O IETS (Instituto de Estudos do Trabalho e Sociedade) apontava, já em 2007, a existência de cerca de 11 milhões de indigentes. E o conceito de indigente refere-se àquelas pessoas que não conseguem romper o círculo que as prende dentro de uma vida diária de pobreza, de sub-emprego, de não acesso aos bens mais fundamentais necessários para uma vida humana digna.

O Texto-base da Campanha da Fraternidade alerta que a pobreza não é uma fatalidade, nem o resultado de fenômenos naturais, como as enchentes ou as secas. A pobreza é a resultante de um modelo de desenvolvimento tecnicista. O Papa Bento XVI destaca a existência de “interrelações a nível mundial, os efeitos deletérios sobre a economia real duma atividade financeira mal utilizada e majoritariamente especulativa” (Caritas in veritate, n. 21). Tudo isso traz impactos decisivos para o presente e para o futuro da humanidade.

O mandamento cristão do amor a Deus e ao próximo pode ser lido em vários códigos, desde o nível pessoal até a esfera das relações internacionais. O Amor tem provocado a formação de uma ampla rede de apoio e de solidariedade entre todos os que contribuem para a promoção da vida humana e sua dignidade, haja vista a imensa corrente de ajuda recentemente formada em socorro das populações da nação-irmã do Haiti.  Para realizar este caminho de solidariedade é que a Campanha da Fraternidade foi instituída com três objetivos principais: denunciar o modelo econômico que visa às custas da miséria, da fome, da desigualdade; educar para a prática de uma economia baseada na solidariedade e conclamar a todos para a realização de políticas que levem à implantação de um modelo econômico de justiça e de solidariedade para todas as pessoas. Não se pode aceitar como normal que a vida sirva ao sistema econômico.

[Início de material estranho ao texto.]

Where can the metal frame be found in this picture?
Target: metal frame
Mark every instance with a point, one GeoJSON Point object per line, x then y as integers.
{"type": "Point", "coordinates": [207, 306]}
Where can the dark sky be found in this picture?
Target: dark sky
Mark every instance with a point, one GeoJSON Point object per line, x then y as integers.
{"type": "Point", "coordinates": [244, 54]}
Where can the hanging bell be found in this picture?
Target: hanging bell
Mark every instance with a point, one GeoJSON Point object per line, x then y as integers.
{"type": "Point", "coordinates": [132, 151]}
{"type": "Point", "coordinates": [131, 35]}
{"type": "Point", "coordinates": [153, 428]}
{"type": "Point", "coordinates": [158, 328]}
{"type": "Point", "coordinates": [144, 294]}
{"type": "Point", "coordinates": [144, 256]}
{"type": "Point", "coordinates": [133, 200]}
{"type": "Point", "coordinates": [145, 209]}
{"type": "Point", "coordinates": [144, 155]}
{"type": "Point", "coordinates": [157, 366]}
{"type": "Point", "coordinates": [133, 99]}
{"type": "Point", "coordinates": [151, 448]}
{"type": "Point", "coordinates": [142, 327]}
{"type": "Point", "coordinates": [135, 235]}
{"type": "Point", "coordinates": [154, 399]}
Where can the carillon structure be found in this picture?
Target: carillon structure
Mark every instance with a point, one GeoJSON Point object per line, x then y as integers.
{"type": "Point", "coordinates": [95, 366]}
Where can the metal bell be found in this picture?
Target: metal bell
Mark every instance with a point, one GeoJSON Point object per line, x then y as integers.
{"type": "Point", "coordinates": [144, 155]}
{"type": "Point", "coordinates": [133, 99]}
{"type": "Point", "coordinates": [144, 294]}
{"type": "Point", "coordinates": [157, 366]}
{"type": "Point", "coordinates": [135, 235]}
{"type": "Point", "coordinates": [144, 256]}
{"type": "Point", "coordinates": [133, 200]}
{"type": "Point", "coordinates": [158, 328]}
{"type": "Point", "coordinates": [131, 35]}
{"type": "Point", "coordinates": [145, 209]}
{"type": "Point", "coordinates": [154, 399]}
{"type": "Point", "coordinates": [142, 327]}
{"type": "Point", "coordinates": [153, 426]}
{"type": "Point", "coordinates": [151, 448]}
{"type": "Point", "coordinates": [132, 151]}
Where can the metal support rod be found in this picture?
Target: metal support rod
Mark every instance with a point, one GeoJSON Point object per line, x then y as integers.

A economia pode ajudar a organizar a casa comum. Este mundo foi dado ao homem por Deus e a ele confiado, como guardião da Criação. O primeiro passo para responder a esta confiança depositada por Deus está no cultivo de um profundo senso cristão de esperança. A fé é o fundamento da esperança (Hb 11,1). Somente experimentado a Deus como doador da Esperança (virtude teologal) é que o ser humano pode construir uma sociedade nova, onde a economia esteja a serviço da vida, e não a vida ao serviço da economia.

Há muitas experiências positivas no Brasil e no exterior de práticas comunitárias fundamentadas no princípio da economia de comunhão. Há muitas pessoas e grupos que levam a sério a experiência das primeiras comunidades cristãs, onde não havia necessitados entre eles (At 4,32-35), justamente por colocarem em prática o princípio da caridade cristã.

Deus queira que por esta e outras iniciativas das Igrejas Cristãs ligadas ao CONIC, a sociedade brasileira tenha mais condições de traduzir o amor fraterno em políticas públicas. O ser humano, obra-prima do Criador, deve estar sempre no centro de todas as nossas preocupações.  

Agradeço, Deputado Helder Valim, Deputado Humberto Aidar. Obrigado aos nobres Deputados aqui presentes. Sobre todos desejo rogar as bênçãos protetoras de Deus e o olhar maternal de Nossa Senhora Auxiliadora, padroeira de nossa Arquidiocese.